Eligibility Criteria
Inclusion Criteria
- Clinical diagnosis of Systemic Lupus Erythematosus (SLE) confirmed by Systemic Lupus International Collaborating Clinics (SLICC) classification criteria
- Moderate to severe SLE disease activity
- Evidence for at least 1 of the following SLE markers:
- Anti-dsDNA antibodies confirmed by central laboratory or
- Low complement confirmed by central laboratory or
- Antinuclear antibody (ANA) titer of >= 1:80 in combination with at least 1 of the following: Historical positivity for anti-dsDNA or Positivity for extractable nuclear antigen (anti-ENA) confirmed by central laboratory
- The subject is receiving stable SLE standard-of-care medication
Exclusion Criteria
- Mixed connective tissue disease, scleroderma, and/or overlap syndromes of SLE
- Subjects with severe neuropsychiatric SLE or other neurological symptoms that in the opinion of the Investigator, would prevent the subject from completing protocol required procedures and assessments.
- New or worsening Class III or IV lupus nephritis
- Chronic kidney failure stage 3b
- Evidence of human immunodeficiency virus (HIV) infection, agammaglobulinemias, T-cell deficiencies, or human T-cell lymphotropic virus-1 infection at any time prior to or during the study
- Clinically significant active or latent infection (eg. chronic viral hepatitis B or C)

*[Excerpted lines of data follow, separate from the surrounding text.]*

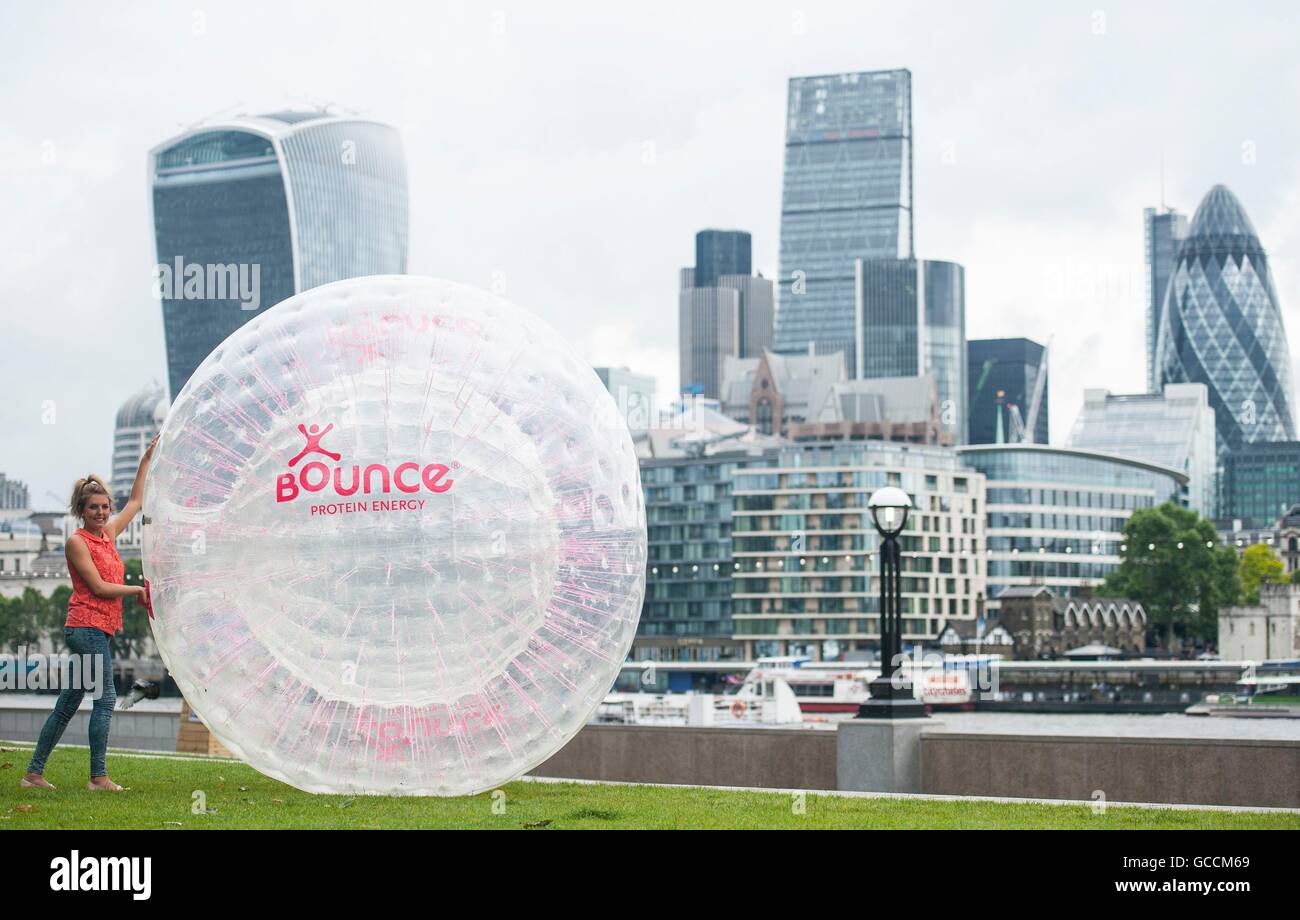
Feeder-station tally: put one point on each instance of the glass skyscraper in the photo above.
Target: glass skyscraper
(1261, 482)
(846, 195)
(1162, 231)
(723, 311)
(720, 252)
(1002, 373)
(1221, 326)
(1173, 429)
(254, 209)
(910, 319)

- Known tuberculosis (TB) infection, at high risk of acquiring TB infection, or latent TB (LTB) infection
- Live/live attenuated vaccines within 6 weeks prior to the first study drug infusion (Visit 2) or who plan to receive these vaccines during the study or 12 weeks after the final dose of study drug
- History of thromboembolic events within 12 months of screening
- Subject has used protocol defined prohibited medications
Data sourced from ClinicalTrials.gov (NCT02804763). Outcome figures and adverse-event rates are extracted automatically from the registry's posted results and are provided for clinician reference, not as a substitute for the primary publication.